[PATCH v1] drm/amdgpu: fix sync handling in amdgpu_dma_buf_move_notify

Pierre-Eric Pelloux-Prayer posted 1 patch 1 month, 3 weeks ago
drivers/gpu/drm/amd/amdgpu/amdgpu_dma_buf.c | 9 ++++++++-
1 file changed, 8 insertions(+), 1 deletion(-)
[PATCH v1] drm/amdgpu: fix sync handling in amdgpu_dma_buf_move_notify
Posted by Pierre-Eric Pelloux-Prayer 1 month, 3 weeks ago
Invalidating a dmabuf will impact other users of the shared BO.
In the scenario where process A moves the BO, it needs to inform
process B about the move and process B will need to update its
page table.

The commit fixes a synchronisation bug caused by the use of the
ticket: it made amdgpu_vm_handle_moved behave as if updating
the page table immediately was correct but in this case it's not.
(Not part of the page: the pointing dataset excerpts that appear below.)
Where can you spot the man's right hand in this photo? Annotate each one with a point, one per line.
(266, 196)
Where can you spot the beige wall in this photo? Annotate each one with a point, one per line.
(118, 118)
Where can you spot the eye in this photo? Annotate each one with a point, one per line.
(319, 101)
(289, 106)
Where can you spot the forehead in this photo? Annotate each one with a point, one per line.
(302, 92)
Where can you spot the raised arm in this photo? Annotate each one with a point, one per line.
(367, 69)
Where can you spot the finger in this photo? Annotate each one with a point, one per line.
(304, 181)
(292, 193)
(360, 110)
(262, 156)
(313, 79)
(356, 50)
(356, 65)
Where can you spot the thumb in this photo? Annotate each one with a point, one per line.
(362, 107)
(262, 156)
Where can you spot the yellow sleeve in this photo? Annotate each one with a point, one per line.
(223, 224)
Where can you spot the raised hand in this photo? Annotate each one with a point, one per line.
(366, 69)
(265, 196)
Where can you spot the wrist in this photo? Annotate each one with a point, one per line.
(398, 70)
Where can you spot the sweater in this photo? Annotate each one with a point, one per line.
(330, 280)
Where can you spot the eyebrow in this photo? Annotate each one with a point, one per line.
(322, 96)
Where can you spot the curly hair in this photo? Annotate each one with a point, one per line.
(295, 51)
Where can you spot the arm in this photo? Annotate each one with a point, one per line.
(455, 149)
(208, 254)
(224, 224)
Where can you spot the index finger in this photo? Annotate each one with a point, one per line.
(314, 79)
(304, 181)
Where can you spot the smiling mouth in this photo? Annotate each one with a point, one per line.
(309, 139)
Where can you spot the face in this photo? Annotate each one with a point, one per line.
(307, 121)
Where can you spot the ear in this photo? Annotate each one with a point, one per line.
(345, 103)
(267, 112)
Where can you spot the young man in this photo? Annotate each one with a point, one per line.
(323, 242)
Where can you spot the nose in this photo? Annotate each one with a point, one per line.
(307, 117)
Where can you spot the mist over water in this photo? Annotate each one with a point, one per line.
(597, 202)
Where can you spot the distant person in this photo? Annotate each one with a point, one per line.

An example is the following scenario, with 2 GPUs and glxgears
running on GPU0 and Xorg running on GPU1, on a system where P2P
PCI isn't supported:

glxgears:
  export linear buffer from GPU0 and import using GPU1
  submit frame rendering to GPU0
  submit tiled->linear blit
Xorg:
  copy of linear buffer

The sequence of jobs would be:
  drm_sched_job_run                       # GPU0, frame rendering
  drm_sched_job_queue                     # GPU0, blit
  drm_sched_job_done                      # GPU0, frame rendering
  drm_sched_job_run                       # GPU0, blit
  move linear buffer for GPU1 access      #
  amdgpu_dma_buf_move_notify -> update pt # GPU0

It this point the blit job on GPU0 is still running and would
likely produce a page fault.

Fixes: a448cb003edc ("drm/amdgpu: implement amdgpu_gem_prime_move_notify v2")
Signed-off-by: Pierre-Eric Pelloux-Prayer <pierre-eric.pelloux-prayer@amd.com>
---
 drivers/gpu/drm/amd/amdgpu/amdgpu_dma_buf.c | 9 ++++++++-
 1 file changed, 8 insertions(+), 1 deletion(-)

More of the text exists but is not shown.